I want a rounding method on double values in C#. It needs to be able to round a double value to any rounding precision value. My code on hand looks like:
public static double RoundI(double number, double roundingInterval) {
if (roundingInterval == 0.0)
{
return;
}
double intv = Math.Abs(roundingInterval);
double sign = Math.Sign(number);
double val = Math.Abs(number);
double valIntvRatio = val / intv;
double k = Math.Floor(valIntvRatio);
double m = valIntvRatio - k;
bool mGreaterThanMidPoint = ((m - 0.5) >= 1e-14) ? true : false;
bool mInMidpoint = (Math.Abs(m - 0.5) < 1e-14) ? true : false;
return (mGreaterThanMidPoint || mInMidpoint) ? sign * ((k + 1) * intv) : sign * (k * intv);
}
So RoundI(100, 3) should give 99 and RoundI(1.2345, 0.001) should give 1.235.

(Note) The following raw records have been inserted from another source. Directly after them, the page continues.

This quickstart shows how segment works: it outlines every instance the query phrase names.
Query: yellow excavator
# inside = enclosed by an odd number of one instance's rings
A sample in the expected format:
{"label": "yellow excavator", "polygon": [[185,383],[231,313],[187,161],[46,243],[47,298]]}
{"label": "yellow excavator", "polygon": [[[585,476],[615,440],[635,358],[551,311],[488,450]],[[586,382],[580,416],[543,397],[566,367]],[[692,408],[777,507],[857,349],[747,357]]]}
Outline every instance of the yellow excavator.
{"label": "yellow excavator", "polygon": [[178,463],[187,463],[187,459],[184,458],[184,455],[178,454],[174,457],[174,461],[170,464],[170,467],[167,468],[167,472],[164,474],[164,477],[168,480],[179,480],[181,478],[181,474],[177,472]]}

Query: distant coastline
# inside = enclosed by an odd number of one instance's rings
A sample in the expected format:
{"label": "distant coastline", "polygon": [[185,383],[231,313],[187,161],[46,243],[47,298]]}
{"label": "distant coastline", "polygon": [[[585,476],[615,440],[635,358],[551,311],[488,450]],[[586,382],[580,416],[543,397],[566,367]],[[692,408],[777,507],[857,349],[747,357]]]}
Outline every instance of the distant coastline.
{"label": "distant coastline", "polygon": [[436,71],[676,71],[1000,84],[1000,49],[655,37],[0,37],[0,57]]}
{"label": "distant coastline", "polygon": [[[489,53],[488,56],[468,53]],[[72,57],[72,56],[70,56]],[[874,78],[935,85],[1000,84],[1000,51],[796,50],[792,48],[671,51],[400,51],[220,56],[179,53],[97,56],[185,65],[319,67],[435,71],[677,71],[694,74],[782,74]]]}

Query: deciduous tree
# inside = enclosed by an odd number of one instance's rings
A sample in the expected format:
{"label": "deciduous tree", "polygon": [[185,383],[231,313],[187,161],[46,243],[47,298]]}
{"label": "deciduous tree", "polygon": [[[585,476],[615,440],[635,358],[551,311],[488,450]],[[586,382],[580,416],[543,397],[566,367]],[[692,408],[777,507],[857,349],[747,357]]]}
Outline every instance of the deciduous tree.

The problem is, RoundI(1.275, 0.01) returns 1.27, rather than 1.28. This is because when executing double valIntvRatio = val/intv, that is, double valIntvRatio = 1.275 / 0.01, it gives 0.12749999999999. I know this is a problem with double representation in any programming language. My question is, is there a standard code to do things like this, without the need to worry about precision on double? Here I set the tolerant to 1e-14, but this is too restrict for this problem and I don't know what is the correct tolerance to be set. Thank you for any help.